Speculation about the nature of the accident
, Israeli journalist Edi Cohen, who is close to the Israeli security services, had mentioned that Israeli F-16 aircraft attacked Natanz nuclear facilities and refueled in one of the Gulf Arab states, in an indirect reference to Saudi Arabia.

The Kuwaiti newspaper Al-Jarida had published that Israeli F-35 aircraft had attacked the Parchin installations without the need to refuel, and that the attack on the Natanz installations was an electronic attack. The New York Times also reported that the bombing at Natanz resulted from the planting of an explosive device at the facility.

The conclusions and analyzes were followed by the various media institutions, in one way or another, but as of the time of writing this report, none of these analyzes has been confirmed or denied.

Observers and eyewitnesses, and
since my wife's village is behind the mountains surrounding the Natanz nuclear facilities and by chance we had some administrative work in the town of Natanz, we went on Thursday (the morning of the accident) to the city of Natanz before the news of the accident spread, and on the way I heard about the accident, and I asked all of On my way, I met him about what he had seen before and after the accident, everyone assured without exception that they had not seen any approaching aircraft or a missile landing in the facility.

According to what was confirmed to me by some military experts, the fire that devoured a very large hall with an area of ​​several thousand square meters requires bombing with large bombs or missiles with an explosive capacity of more than 500 kilograms of high explosive explosives.

And since these installations are not entirely connected to the Internet, so they can be attacked electronically, the only analysis is that there is a kind of influence or defect inside the facilities, somewhere that could lead to such explosion or fire only.

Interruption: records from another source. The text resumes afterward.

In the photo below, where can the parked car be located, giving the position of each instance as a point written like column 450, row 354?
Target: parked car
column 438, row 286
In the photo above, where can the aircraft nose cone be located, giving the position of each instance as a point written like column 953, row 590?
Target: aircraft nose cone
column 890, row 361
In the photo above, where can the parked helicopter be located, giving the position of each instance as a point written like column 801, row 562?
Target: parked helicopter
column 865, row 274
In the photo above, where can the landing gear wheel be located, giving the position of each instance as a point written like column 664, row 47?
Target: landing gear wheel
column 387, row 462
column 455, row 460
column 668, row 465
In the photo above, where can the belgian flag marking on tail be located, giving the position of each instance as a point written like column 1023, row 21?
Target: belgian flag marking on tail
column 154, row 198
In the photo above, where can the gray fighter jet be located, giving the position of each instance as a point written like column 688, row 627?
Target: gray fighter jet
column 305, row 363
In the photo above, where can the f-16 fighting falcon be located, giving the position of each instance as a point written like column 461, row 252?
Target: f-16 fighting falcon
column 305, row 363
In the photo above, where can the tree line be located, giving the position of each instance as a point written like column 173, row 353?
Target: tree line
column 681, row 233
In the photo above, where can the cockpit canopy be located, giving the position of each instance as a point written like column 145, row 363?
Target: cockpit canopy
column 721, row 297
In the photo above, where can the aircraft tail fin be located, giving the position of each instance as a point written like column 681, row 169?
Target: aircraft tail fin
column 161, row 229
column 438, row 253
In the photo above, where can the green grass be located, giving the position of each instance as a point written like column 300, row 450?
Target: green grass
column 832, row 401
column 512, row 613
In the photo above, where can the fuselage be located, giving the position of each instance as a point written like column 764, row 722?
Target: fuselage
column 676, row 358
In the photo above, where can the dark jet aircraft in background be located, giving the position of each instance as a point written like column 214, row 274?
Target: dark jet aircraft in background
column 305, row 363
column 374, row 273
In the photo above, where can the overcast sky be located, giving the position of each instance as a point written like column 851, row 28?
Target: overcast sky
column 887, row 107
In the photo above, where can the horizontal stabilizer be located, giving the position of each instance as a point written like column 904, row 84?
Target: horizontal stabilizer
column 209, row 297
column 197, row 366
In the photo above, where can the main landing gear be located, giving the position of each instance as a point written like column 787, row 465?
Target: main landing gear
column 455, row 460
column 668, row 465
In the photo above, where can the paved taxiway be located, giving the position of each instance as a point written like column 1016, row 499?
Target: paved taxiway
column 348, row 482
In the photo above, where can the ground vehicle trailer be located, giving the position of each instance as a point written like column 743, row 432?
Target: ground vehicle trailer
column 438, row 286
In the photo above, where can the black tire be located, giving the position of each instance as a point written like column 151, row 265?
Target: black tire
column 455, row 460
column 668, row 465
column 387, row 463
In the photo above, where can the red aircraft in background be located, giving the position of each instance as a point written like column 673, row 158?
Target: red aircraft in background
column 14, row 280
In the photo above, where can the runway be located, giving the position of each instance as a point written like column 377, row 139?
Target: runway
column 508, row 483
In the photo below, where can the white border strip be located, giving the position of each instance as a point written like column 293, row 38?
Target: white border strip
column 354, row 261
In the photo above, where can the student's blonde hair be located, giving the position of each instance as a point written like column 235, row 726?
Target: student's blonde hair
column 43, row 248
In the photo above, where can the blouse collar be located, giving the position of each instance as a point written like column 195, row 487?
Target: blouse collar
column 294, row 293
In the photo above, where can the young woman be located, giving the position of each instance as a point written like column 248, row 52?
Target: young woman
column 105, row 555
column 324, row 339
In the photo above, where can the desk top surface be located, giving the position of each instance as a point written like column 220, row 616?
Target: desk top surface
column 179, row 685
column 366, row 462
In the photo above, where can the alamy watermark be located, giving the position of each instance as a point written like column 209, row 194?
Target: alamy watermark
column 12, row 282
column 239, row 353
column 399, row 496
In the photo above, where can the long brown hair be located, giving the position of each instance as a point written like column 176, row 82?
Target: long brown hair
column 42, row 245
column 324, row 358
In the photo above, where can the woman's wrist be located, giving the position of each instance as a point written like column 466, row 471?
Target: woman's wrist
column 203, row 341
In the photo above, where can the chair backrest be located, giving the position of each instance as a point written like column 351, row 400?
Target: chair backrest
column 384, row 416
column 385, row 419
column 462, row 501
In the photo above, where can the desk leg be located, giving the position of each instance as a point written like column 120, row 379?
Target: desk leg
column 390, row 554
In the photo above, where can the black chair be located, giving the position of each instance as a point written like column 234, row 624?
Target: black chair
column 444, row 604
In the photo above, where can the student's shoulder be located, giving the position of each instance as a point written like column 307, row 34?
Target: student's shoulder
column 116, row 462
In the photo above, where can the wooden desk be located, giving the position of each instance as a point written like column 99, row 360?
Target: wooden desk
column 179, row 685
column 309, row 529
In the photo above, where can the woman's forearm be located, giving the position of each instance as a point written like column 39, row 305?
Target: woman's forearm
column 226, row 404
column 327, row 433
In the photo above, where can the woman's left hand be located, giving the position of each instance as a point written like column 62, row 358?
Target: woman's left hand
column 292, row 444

Of course, this hall was intended for the assembly and control of modern centrifuges before they were installed, and these devices contain flammable materials, and can be targeted with sabotage if anyone intends to do so.

It should be noted that some media announced false information that this place is intended for the manufacture of centrifuges of the new generation, while they are manufactured elsewhere, and are only assembled and tuned in this facility.

Iran asserts that its nuclear reactors are working to produce energy and are not of a military (Getty) dimension.

Countries accusing
Iranian statements point the finger of accusation at Israel, but this does not mean that other countries are not involved in the incident.

Nor can the possibility of the United States' involvement in the incident be dismissed, as it is conducting ongoing hostilities and incitement against Iran, such as the assassination of General Qassem Soleimani in Iraq.

Since this incident coincided with threats by Brian Hook, who is in charge of the Iranian file at the US State Department, to take military action against Iran, many doubts are directed toward the United States as well.

On the other hand, if the work is through a spy and agent, it is likely to be linked to the PMOI, which is currently supported by the Kingdom of Saudi Arabia, where some analysts in Iran believe that such a process could be a response from Saudi Arabia to the Houthi attacks on Saudi Aramco facilities .

Perhaps the Israeli journalist Eddy Cohen's reference in his tweet, that refueling Israeli aircraft in a Gulf Arab country, is an indication of security cooperation between Israel and Saudi Arabia in this field.